NYC Mayor De Blasio Offers Cash Reward To Landlords For Housing Homeless Families

NYC Mayor Offers Cash Reward To Landlords For Hosting Homeless Families

Money talks -- especially when it comes straight from the mayor’s mouth.

To help curb New York City’s record homeless rate, Mayor Bill de Blasio is making robocalls to landlords, asking them to take in “responsible” homeless families in exchange for a $1,000 bonus, the New York Daily New reported.

The city initially offered the incentive through its rental assistance program only through December, but decided to extend the bonus through the end of March.

“Responsible residents are ready to move into homes and we are ready to work with you,” the mayor says in the call.

Participating homeless families are expected to put 30 percent of their income toward their rent, and the city will chip in subsidies ranging from $1,200 to $2,500 a month, according to WCBS 880.

The partnership comes at a time when homeless rates are soaring at historic rates.

In mid-December, the number of New Yorkers living without stable shelter hit an all-time high of 59,068 people, the New York Daily News reported.

The number of kids without shelter is of particular concern. That homeless demographic has spiked 63 percent over the past five years, according to the Institute for Children, Poverty & Homelessness.

"The [Department of Homeless Services] is operating on an emergency basis,” City Stephen Levin, a city council member, told the Gotham Gazette in August. “We're at max capacity."

The cash for participating landlords is being sourced from the Living in Communities Rental Assistance program (LINC). The program shelters domestic abuse victims, vulnerable populations and homeless families with full-time jobs who can’t afford housing.

The incentive program is part of the city’s commitment to funnel more resources to housing people in need.

The Department of Homeless Services will devote $45 million in city and state funds to unsheltered individuals this year, up from $35.5 million in 2014, according to The New York Times.

Some say de Blasio’s compensation tactics simply line the pockets of well off landlords without stemming the homelessness issue.

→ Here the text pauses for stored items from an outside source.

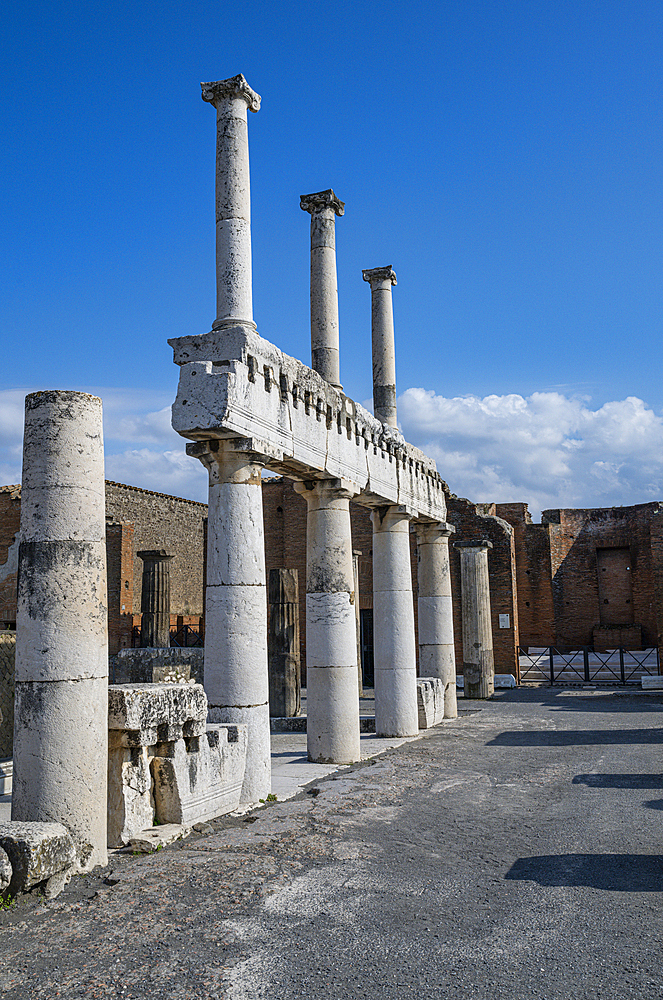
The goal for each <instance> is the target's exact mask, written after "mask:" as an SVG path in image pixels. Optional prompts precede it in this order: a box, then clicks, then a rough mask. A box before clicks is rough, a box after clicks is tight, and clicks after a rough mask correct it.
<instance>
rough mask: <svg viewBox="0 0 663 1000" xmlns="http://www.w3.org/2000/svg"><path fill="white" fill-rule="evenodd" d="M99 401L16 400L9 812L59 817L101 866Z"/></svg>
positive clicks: (104, 651)
mask: <svg viewBox="0 0 663 1000" xmlns="http://www.w3.org/2000/svg"><path fill="white" fill-rule="evenodd" d="M105 528H106V524H105V486H104V450H103V429H102V409H101V400H100V399H97V397H96V396H88V395H87V394H86V393H83V392H55V391H54V392H35V393H32V394H30V395H29V396H27V397H26V400H25V432H24V439H23V486H22V492H21V532H20V539H21V544H20V566H19V585H18V613H17V621H16V675H15V684H16V687H15V713H14V779H13V781H14V783H13V795H12V820H19V821H22V822H31V821H36V822H44V823H62V824H63V825H64V826H66V827H67V829H68V830H69V831H70V833H71V835H72V838H73V840H74V843H75V844H76V847H77V851H78V857H79V863H80V865H81V867H82V869H83V870H89V869H91V868H93V867H94V866H95V865H105V864H106V863H107V855H106V782H107V777H106V776H107V769H108V607H107V598H106V540H105Z"/></svg>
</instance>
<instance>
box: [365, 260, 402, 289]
mask: <svg viewBox="0 0 663 1000" xmlns="http://www.w3.org/2000/svg"><path fill="white" fill-rule="evenodd" d="M361 273H362V275H363V278H364V281H368V282H369V283H370V284H371V285H373V284H374V283H375V282H377V281H391V283H392V285H395V284H396V272H395V271H394V270H393V268H392V266H391V264H387V266H386V267H374V268H371V269H370V270H368V271H362V272H361Z"/></svg>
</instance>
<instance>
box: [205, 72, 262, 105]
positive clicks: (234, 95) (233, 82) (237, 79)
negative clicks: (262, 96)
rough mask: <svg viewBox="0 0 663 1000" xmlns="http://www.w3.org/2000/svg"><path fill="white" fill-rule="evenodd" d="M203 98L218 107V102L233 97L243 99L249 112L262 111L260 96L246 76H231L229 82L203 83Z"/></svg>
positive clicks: (219, 80)
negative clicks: (247, 78) (241, 98)
mask: <svg viewBox="0 0 663 1000" xmlns="http://www.w3.org/2000/svg"><path fill="white" fill-rule="evenodd" d="M200 86H201V87H202V91H203V92H202V98H203V100H204V101H207V103H208V104H213V105H214V107H216V106H217V102H218V101H222V100H224V99H228V98H233V97H243V98H244V100H245V101H246V104H247V106H248V109H249V111H259V110H260V100H261V98H260V94H256V92H255V90H252V89H251V87H249V85H248V83H247V82H246V80H245V78H244V76H243V75H242V74H241V73H240V74H239V76H231V77H230V79H229V80H217V81H216V82H212V83H201V85H200Z"/></svg>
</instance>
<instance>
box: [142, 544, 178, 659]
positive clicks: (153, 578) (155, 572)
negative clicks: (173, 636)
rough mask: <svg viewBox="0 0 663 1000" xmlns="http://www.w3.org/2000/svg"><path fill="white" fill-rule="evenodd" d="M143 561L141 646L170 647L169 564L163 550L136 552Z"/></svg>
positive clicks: (151, 646) (169, 592)
mask: <svg viewBox="0 0 663 1000" xmlns="http://www.w3.org/2000/svg"><path fill="white" fill-rule="evenodd" d="M136 555H137V556H138V557H139V559H142V560H143V579H142V587H141V602H140V609H141V612H142V617H141V622H140V644H141V646H142V647H143V648H144V649H145V648H147V647H153V648H158V649H168V648H169V647H170V561H171V559H172V558H173V556H170V555H168V553H167V552H166V551H165V549H145V550H143V551H142V552H137V553H136Z"/></svg>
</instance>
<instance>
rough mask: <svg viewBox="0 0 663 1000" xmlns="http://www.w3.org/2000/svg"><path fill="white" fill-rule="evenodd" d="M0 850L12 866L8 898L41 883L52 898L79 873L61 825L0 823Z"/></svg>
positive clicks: (51, 823)
mask: <svg viewBox="0 0 663 1000" xmlns="http://www.w3.org/2000/svg"><path fill="white" fill-rule="evenodd" d="M0 847H1V848H2V850H3V851H4V852H5V853H6V855H7V857H8V858H9V862H10V864H11V869H12V874H11V881H10V882H9V885H8V889H7V892H8V894H9V895H11V896H15V895H16V894H17V893H19V892H28V891H29V890H30V889H32V888H34V886H36V885H39V884H40V883H41V882H44V883H45V885H44V891H45V894H46V896H48V897H49V898H52V897H53V896H55V895H57V894H58V892H61V891H62V889H63V888H64V887H65V885H66V884H67V882H68V881H69V879H70V877H71V876H72V875H73V874H74V872H75V871H76V870H78V867H77V857H76V849H75V847H74V842H73V840H72V838H71V835H70V833H69V832H68V831H67V830H66V829H65V828H64V826H62V824H60V823H18V822H11V821H10V822H8V823H0Z"/></svg>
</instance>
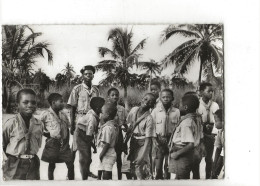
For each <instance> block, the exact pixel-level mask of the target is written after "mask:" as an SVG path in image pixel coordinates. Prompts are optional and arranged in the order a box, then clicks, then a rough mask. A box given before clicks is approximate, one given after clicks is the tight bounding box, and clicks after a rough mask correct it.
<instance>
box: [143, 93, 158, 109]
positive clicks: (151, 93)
mask: <svg viewBox="0 0 260 186" xmlns="http://www.w3.org/2000/svg"><path fill="white" fill-rule="evenodd" d="M147 95H149V96H152V97H153V99H152V107H154V105H155V103H156V97H155V95H154V94H153V93H151V92H148V93H146V94H145V95H144V96H143V97H145V96H147Z"/></svg>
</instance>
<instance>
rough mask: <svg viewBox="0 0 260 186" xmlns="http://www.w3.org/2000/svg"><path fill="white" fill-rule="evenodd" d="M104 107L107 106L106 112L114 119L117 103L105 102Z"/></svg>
mask: <svg viewBox="0 0 260 186" xmlns="http://www.w3.org/2000/svg"><path fill="white" fill-rule="evenodd" d="M103 107H107V109H106V112H107V114H108V115H109V117H110V119H114V118H115V117H116V114H117V107H116V105H115V104H113V103H110V102H108V103H106V104H104V106H103Z"/></svg>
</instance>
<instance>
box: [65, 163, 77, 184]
mask: <svg viewBox="0 0 260 186" xmlns="http://www.w3.org/2000/svg"><path fill="white" fill-rule="evenodd" d="M65 163H66V166H67V168H68V179H69V180H74V178H75V173H74V163H73V161H69V162H65Z"/></svg>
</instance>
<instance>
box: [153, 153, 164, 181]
mask: <svg viewBox="0 0 260 186" xmlns="http://www.w3.org/2000/svg"><path fill="white" fill-rule="evenodd" d="M163 160H164V156H162V154H158V157H157V159H156V161H155V166H156V177H155V179H156V180H159V179H163Z"/></svg>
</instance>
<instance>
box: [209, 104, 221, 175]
mask: <svg viewBox="0 0 260 186" xmlns="http://www.w3.org/2000/svg"><path fill="white" fill-rule="evenodd" d="M214 118H215V122H216V123H215V125H216V128H217V129H219V131H218V134H217V137H216V141H215V147H216V152H215V159H214V163H213V169H212V177H211V178H212V179H217V178H218V176H219V174H220V171H221V169H222V168H223V166H224V119H223V110H222V109H219V110H217V111H216V112H215V114H214Z"/></svg>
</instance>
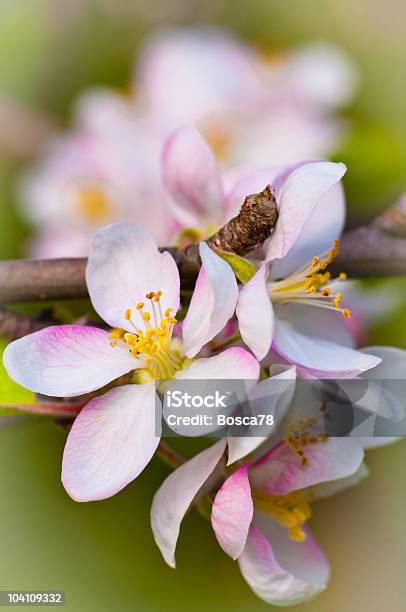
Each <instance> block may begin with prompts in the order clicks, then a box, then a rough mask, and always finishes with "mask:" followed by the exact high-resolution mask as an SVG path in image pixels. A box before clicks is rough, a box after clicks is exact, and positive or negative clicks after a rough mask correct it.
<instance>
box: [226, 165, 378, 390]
mask: <svg viewBox="0 0 406 612" xmlns="http://www.w3.org/2000/svg"><path fill="white" fill-rule="evenodd" d="M345 170H346V168H345V166H344V165H343V164H331V163H328V162H312V163H307V164H300V165H297V166H293V167H290V168H287V169H285V170H284V171H282V172H281V173H280V174H279V175H277V176H276V177H275V178H274V179H273V181H271V187H272V188H273V190H274V194H275V198H276V202H277V205H278V212H279V216H278V220H277V224H276V227H275V230H274V231H273V233H272V235H271V237H270V238H269V240H268V241H267V243H266V244H265V245H264V262H263V264H262V265H261V267H260V268H259V270H258V272H257V273H256V274H255V276H254V277H253V278H252V279H251V280H249V281H248V282H247V283H246V284H245V285H244V286H243V288H242V290H241V291H240V297H239V302H238V306H237V317H238V319H239V329H240V333H241V336H242V338H243V340H244V341H245V342H246V344H247V345H248V346H249V347H250V348H251V350H252V351H253V352H254V354H255V355H256V356H257V358H258V359H263V358H264V357H265V356H266V355H267V354H268V352H269V351H270V349H271V347H272V350H273V351H274V352H275V353H276V354H277V355H278V359H279V361H280V360H283V361H286V362H287V363H294V364H295V365H296V366H297V367H298V371H299V373H302V374H303V375H306V376H309V375H311V376H324V377H330V378H337V377H343V376H344V377H350V376H353V375H357V374H359V373H360V372H364V371H366V370H369V369H371V368H373V367H375V366H376V365H378V363H379V362H380V359H379V358H377V357H373V356H371V355H368V356H367V355H365V354H364V353H362V352H360V351H357V350H355V349H354V348H353V340H352V338H351V336H350V334H349V333H348V330H347V328H346V325H345V320H346V318H348V317H349V316H350V315H351V313H350V311H349V309H348V308H346V307H345V304H344V306H343V302H345V286H346V280H345V278H344V276H343V278H341V277H340V278H339V279H338V280H336V281H332V279H331V278H330V273H329V272H328V271H327V270H326V268H327V266H328V265H329V264H330V263H331V262H332V261H333V259H334V258H335V257H336V255H337V254H338V249H339V243H338V239H339V237H340V235H341V232H342V230H343V225H344V219H345V200H344V193H343V189H342V187H341V184H340V182H339V181H340V178H341V177H342V175H343V174H344V172H345ZM269 174H271V171H269ZM265 175H266V172H265V173H264V171H261V172H260V173H258V174H255V173H254V174H253V175H252V176H251V177H250V178H245V179H242V180H241V185H240V188H241V190H242V191H243V190H245V189H248V188H250V189H251V190H253V191H255V189H256V188H258V187H259V185H262V184H263V180H264V176H265ZM248 181H249V183H248Z"/></svg>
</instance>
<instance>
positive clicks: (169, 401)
mask: <svg viewBox="0 0 406 612" xmlns="http://www.w3.org/2000/svg"><path fill="white" fill-rule="evenodd" d="M229 395H230V391H227V392H226V393H224V394H222V395H220V392H219V391H216V392H215V393H214V395H204V396H203V395H192V394H191V393H186V392H184V391H167V392H166V394H165V400H166V405H167V407H168V408H180V407H182V406H183V407H185V408H201V407H202V406H204V407H205V408H227V404H225V401H226V400H227V397H228V396H229Z"/></svg>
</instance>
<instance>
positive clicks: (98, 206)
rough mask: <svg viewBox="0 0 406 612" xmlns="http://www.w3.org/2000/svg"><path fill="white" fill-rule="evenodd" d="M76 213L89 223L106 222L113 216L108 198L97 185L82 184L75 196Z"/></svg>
mask: <svg viewBox="0 0 406 612" xmlns="http://www.w3.org/2000/svg"><path fill="white" fill-rule="evenodd" d="M75 205H76V210H77V212H78V214H80V216H81V217H83V218H84V219H85V220H86V221H89V222H91V223H103V222H108V221H110V220H111V219H112V217H113V209H112V205H111V202H110V199H109V198H108V196H107V195H106V194H105V192H104V190H103V189H101V188H100V187H97V186H82V187H80V189H78V191H77V193H76V197H75Z"/></svg>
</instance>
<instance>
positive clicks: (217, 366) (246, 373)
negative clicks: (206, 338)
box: [176, 347, 259, 382]
mask: <svg viewBox="0 0 406 612" xmlns="http://www.w3.org/2000/svg"><path fill="white" fill-rule="evenodd" d="M258 377H259V363H258V361H257V360H256V359H255V357H253V356H252V355H251V353H248V351H245V350H244V349H242V348H240V347H233V348H229V349H226V350H225V351H222V352H221V353H219V355H215V356H214V357H204V358H202V359H196V361H193V363H192V364H191V365H190V366H189V367H188V368H186V369H185V370H180V371H179V372H177V374H176V378H177V379H178V380H187V379H189V380H199V379H203V380H207V381H208V382H210V380H216V379H220V380H221V379H231V380H233V379H234V380H257V379H258Z"/></svg>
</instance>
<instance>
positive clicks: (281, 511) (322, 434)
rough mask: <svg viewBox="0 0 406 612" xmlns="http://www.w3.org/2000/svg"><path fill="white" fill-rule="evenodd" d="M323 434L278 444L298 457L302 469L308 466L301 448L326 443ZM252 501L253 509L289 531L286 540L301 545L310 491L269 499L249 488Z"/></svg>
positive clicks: (262, 493)
mask: <svg viewBox="0 0 406 612" xmlns="http://www.w3.org/2000/svg"><path fill="white" fill-rule="evenodd" d="M327 440H328V436H327V435H326V434H319V435H315V436H311V435H297V436H289V437H287V438H284V439H283V442H281V444H287V445H288V446H289V448H290V449H291V450H292V451H293V452H294V453H295V455H296V456H297V457H298V459H299V461H300V464H301V466H302V467H303V468H306V466H307V465H309V459H308V457H306V451H305V450H304V448H305V447H306V446H308V445H310V444H318V443H323V442H327ZM252 495H253V500H254V503H255V505H256V506H257V507H258V508H259V509H260V510H261V511H262V512H264V513H265V514H268V515H269V516H271V517H272V518H273V519H274V520H275V521H276V522H277V523H279V524H280V525H282V527H285V528H286V529H288V530H289V532H288V533H289V537H290V538H291V540H295V541H296V542H304V540H305V539H306V532H305V531H304V530H303V527H302V526H303V525H304V524H305V523H306V521H308V520H309V519H310V517H311V515H312V511H311V508H310V504H309V499H310V498H311V497H312V495H313V494H312V492H311V490H305V491H303V490H302V491H292V492H291V493H288V494H287V495H273V494H272V493H268V492H267V491H263V490H262V489H258V488H256V487H254V488H253V493H252Z"/></svg>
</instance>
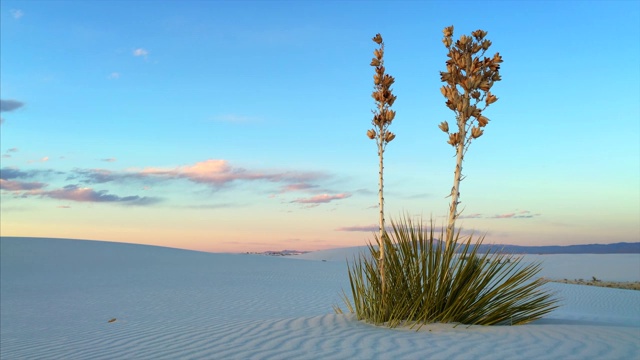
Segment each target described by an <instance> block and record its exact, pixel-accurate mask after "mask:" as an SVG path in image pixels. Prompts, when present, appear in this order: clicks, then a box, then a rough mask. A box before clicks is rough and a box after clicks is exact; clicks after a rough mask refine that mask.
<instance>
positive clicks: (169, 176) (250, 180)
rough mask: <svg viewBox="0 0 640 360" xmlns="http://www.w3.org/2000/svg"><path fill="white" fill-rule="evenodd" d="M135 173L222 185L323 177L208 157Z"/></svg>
mask: <svg viewBox="0 0 640 360" xmlns="http://www.w3.org/2000/svg"><path fill="white" fill-rule="evenodd" d="M135 174H137V175H138V176H141V177H156V178H165V179H187V180H189V181H193V182H196V183H202V184H208V185H214V186H223V185H226V184H228V183H231V182H234V181H256V180H264V181H270V182H284V183H294V184H299V183H301V182H305V181H308V180H314V179H319V178H322V177H325V175H323V174H320V173H311V172H306V173H300V172H259V171H248V170H246V169H243V168H238V167H232V166H231V165H229V163H228V162H227V161H226V160H215V159H209V160H205V161H201V162H198V163H195V164H193V165H185V166H179V167H176V168H173V169H165V168H145V169H143V170H141V171H138V172H137V173H134V175H135ZM309 186H310V185H309Z"/></svg>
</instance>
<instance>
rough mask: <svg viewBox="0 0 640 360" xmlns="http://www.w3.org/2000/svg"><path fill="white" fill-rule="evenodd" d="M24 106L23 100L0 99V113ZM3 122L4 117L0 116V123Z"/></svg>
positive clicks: (17, 108) (11, 110) (3, 122)
mask: <svg viewBox="0 0 640 360" xmlns="http://www.w3.org/2000/svg"><path fill="white" fill-rule="evenodd" d="M22 106H24V103H23V102H20V101H17V100H0V113H2V112H8V111H13V110H15V109H18V108H21V107H22ZM2 124H4V118H3V117H1V116H0V125H2Z"/></svg>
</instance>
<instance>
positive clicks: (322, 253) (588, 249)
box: [258, 242, 640, 258]
mask: <svg viewBox="0 0 640 360" xmlns="http://www.w3.org/2000/svg"><path fill="white" fill-rule="evenodd" d="M490 249H491V250H493V251H500V252H503V253H509V254H533V255H550V254H640V242H635V243H615V244H584V245H566V246H559V245H553V246H518V245H499V244H484V245H480V249H479V251H480V252H481V253H482V252H486V251H488V250H490ZM367 251H368V250H367V247H366V246H356V247H349V248H337V249H330V250H320V251H311V252H309V251H297V250H283V251H265V252H261V253H258V254H262V255H271V256H289V255H294V256H298V255H303V254H306V253H310V254H324V255H325V256H326V257H329V258H331V257H332V255H331V254H333V253H336V254H338V255H339V256H338V257H339V258H343V257H344V256H345V254H351V255H353V254H358V253H361V252H367ZM312 257H313V258H315V257H317V256H312Z"/></svg>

But others say the program follows the effective “housing first” model.

That method, which touts providing homeless people with stable shelter, and then addressing their health and employment issues, is what a number of cities credit for dramatically curbing homelessness rates.

Salt Lake City reduced its chronic homeless population by 72 percent over the past two decades with that very approach.

"We did it by giving homes to homeless people," Lloyd Pendleton, director of Utah’s Homeless Task Force, told the "Daily Show" in January.